Scripting Rosetta — Lesson 1: Text Processing¶

Bundle: Bash + Python + CLI Tools + Regex Level: L1–L2 (Foundations → Operations) Time: 45–60 minutes Prerequisites: Basic terminal comfort, can edit files and run commands

What You'll Learn¶

By the end of this lesson you'll be able to: - Parse log files in both bash and Python - Use regex the same way in grep, sed, awk, and Python's re module - Know when to reach for a pipeline vs. a script - Port a solution from one language to the other

Part 1: The Mission¶

You're on call. A web server is misbehaving.

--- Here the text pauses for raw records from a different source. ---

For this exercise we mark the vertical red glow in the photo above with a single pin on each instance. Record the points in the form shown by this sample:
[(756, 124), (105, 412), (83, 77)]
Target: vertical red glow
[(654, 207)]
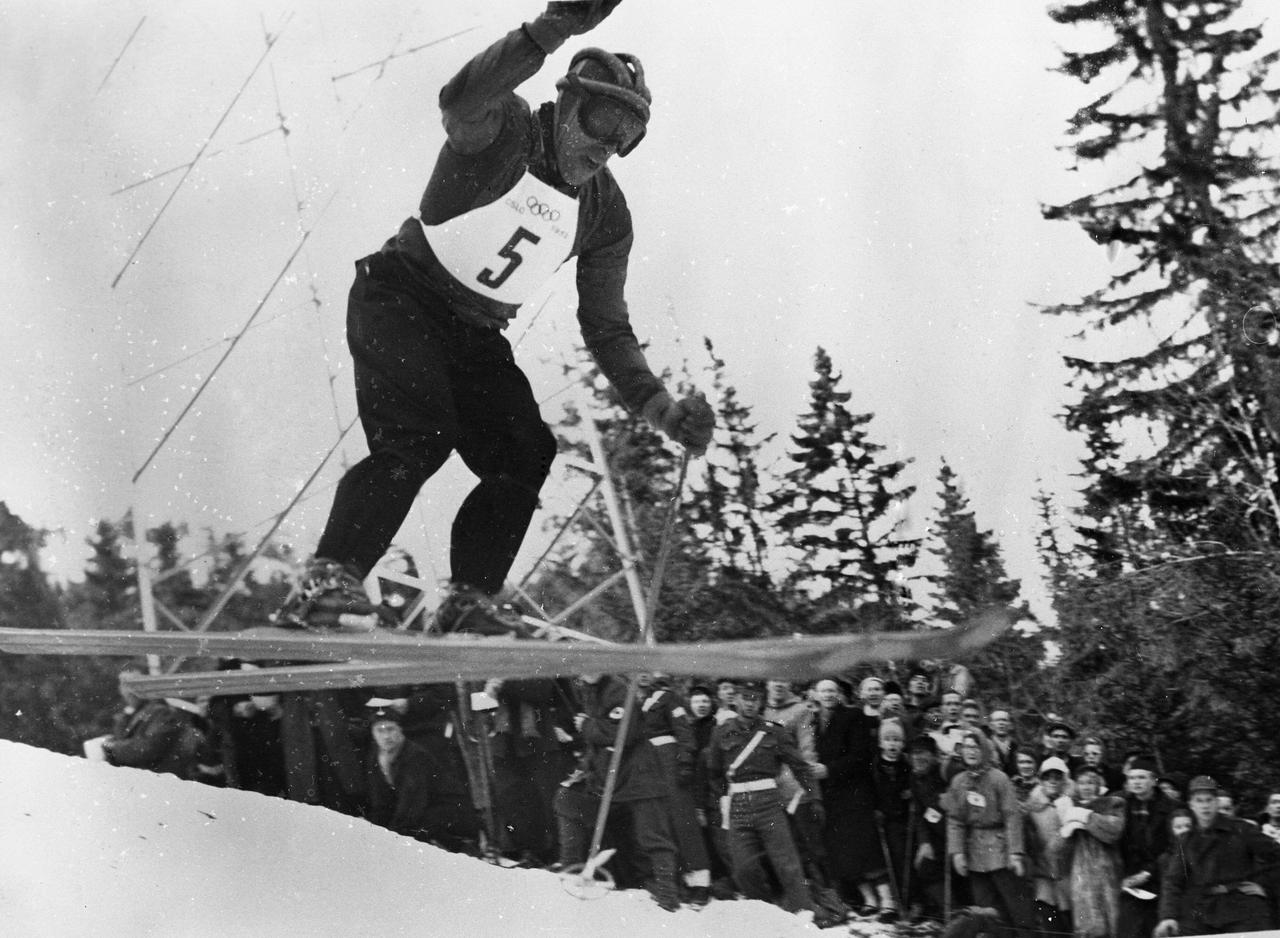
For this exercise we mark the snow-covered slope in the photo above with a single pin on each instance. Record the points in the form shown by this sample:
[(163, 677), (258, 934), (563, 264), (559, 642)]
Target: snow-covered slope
[(87, 849)]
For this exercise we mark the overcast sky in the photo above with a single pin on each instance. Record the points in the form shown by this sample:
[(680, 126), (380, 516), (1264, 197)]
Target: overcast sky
[(862, 177)]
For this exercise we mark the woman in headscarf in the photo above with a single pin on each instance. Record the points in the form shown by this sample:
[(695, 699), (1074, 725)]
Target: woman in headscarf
[(1093, 823)]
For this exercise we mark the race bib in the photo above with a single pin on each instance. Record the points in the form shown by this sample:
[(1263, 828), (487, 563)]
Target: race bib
[(508, 248)]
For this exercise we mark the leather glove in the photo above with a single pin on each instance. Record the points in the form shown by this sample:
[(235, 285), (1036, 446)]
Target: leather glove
[(562, 19), (688, 421)]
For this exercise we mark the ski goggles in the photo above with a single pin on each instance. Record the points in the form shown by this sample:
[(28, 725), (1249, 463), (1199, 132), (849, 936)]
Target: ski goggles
[(609, 122)]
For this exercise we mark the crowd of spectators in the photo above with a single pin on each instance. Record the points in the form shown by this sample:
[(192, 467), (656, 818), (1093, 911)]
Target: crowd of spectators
[(903, 802)]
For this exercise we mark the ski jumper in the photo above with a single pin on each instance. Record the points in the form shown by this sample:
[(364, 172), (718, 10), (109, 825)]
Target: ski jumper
[(433, 371)]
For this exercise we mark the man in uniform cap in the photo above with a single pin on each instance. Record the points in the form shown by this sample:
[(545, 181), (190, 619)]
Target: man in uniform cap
[(744, 759), (1142, 842), (1212, 874)]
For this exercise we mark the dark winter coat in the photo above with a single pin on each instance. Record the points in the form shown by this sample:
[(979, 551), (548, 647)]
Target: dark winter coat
[(1146, 836), (1207, 869), (846, 746), (1092, 861), (639, 773), (155, 737), (410, 801)]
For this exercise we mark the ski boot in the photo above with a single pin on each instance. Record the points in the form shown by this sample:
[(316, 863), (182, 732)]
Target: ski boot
[(330, 596), (470, 612)]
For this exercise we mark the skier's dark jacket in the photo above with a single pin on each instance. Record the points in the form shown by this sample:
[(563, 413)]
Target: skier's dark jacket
[(461, 182)]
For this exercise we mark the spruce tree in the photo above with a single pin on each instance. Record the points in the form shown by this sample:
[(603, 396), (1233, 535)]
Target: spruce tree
[(839, 511), (1188, 111), (726, 513), (110, 576), (1011, 669)]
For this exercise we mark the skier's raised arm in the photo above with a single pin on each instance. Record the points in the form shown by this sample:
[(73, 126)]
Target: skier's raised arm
[(474, 101)]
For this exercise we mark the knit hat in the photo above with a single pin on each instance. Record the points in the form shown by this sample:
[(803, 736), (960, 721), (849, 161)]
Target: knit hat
[(1201, 783), (1054, 764), (382, 710), (923, 744), (1143, 763)]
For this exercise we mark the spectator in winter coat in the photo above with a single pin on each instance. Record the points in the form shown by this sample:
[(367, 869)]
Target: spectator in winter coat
[(744, 760), (726, 698), (531, 742), (927, 833), (1025, 776), (432, 719), (984, 836), (1059, 737), (891, 788), (1143, 840), (323, 733), (801, 799), (1046, 849), (1092, 831), (1092, 753), (917, 701), (1270, 819), (254, 755), (668, 728), (639, 790), (151, 735), (1005, 744), (702, 708), (1211, 874), (402, 791)]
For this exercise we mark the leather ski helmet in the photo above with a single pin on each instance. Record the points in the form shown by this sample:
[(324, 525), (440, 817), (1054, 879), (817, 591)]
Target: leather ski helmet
[(603, 81)]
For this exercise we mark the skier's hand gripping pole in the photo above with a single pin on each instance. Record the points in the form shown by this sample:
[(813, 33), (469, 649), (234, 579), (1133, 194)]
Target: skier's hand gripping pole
[(576, 17), (689, 421)]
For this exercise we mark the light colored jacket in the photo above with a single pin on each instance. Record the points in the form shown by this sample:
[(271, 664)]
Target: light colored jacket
[(984, 820)]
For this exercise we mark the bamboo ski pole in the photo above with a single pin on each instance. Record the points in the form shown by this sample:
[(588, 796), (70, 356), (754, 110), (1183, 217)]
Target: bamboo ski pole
[(630, 704)]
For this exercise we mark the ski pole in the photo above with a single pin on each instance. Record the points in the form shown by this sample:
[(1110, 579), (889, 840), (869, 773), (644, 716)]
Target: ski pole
[(888, 863), (630, 704), (906, 855), (946, 887)]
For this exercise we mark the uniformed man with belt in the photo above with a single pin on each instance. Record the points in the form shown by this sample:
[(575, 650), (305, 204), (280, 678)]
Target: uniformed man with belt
[(745, 755), (1214, 873)]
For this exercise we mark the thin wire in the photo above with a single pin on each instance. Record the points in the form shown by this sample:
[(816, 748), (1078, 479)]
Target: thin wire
[(199, 154), (199, 352), (154, 177), (117, 62), (382, 63), (229, 349), (316, 305)]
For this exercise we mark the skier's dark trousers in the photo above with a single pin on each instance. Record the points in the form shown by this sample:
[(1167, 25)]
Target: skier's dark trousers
[(515, 193)]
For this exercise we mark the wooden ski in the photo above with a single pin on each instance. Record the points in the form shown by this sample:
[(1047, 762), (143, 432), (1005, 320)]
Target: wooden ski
[(417, 658)]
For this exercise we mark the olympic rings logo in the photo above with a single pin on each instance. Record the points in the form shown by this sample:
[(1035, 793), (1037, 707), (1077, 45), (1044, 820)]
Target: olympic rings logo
[(542, 210), (1260, 325)]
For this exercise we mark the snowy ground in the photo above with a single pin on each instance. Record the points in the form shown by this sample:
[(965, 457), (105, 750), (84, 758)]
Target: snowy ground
[(87, 849)]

You have a 50,000-line access log and you need answers fast:

How many requests returned 5xx errors?
Which IP addresses are hammering the server?
What URLs are failing?

The log looks like this:

10.0.0.42 - - [22/Mar/2026:03:14:22 +0000] "GET /api/users HTTP/1.1" 500 1024
10.0.0.17 - - [22/Mar/2026:03:14:23 +0000] "POST /api/orders HTTP/1.1" 201 512
10.0.0.42 - - [22/Mar/2026:03:14:24 +0000] "GET /health HTTP/1.1" 200 15
10.0.0.99 - - [22/Mar/2026:03:14:25 +0000] "GET /api/users HTTP/1.1" 503 0

Let's solve each question two ways — bash pipeline first, then Python — and compare.

Part 2: Count the 5xx Errors¶

The Bash Way¶

grep -cE '" [5][0-9]{2} ' access.log

One command. Done. Let's break it down:

Piece	What it does
`grep -c`	Count matching lines instead of printing them
`-E`	Extended regex (so `{2}` works without escaping)
`" [5][0-9]{2}`	A quote, space, 5, two more digits, space — matches the status code field

Regex Sidebar: Character Classes

[0-9] matches any single digit. {2} means "exactly two of the previous thing." Together, [5][0-9]{2} matches 500, 501, 502, ... 599.

You could also write 5[0-9][0-9] without the quantifier — same result, more explicit.

The Python Way¶

import re

count = 0
pattern = re.compile(r'" (5\d{2}) ')

with open("access.log") as f:
    for line in f:
        if pattern.search(line):
            count += 1

print(count)

More lines, but look what we get: a compiled regex (faster for 50k lines), line-by-line reading (constant memory), and a variable we can use later.

Side-by-Side¶

	Bash	Python
Lines of code	1	8
Memory	Stream (low)	Stream (low)
Regex dialect	ERE (POSIX)	PCRE-like
Reusability	Pipe it further	Build on it
When to pick it	Quick answer at the terminal	Part of a larger script

Trivia: \d in Python regex means "any digit" — it's shorthand for [0-9]. But \d does NOT work in basic grep or sed. You need grep -P (PCRE mode) or stick with [0-9]. This is the #1 regex portability gotcha.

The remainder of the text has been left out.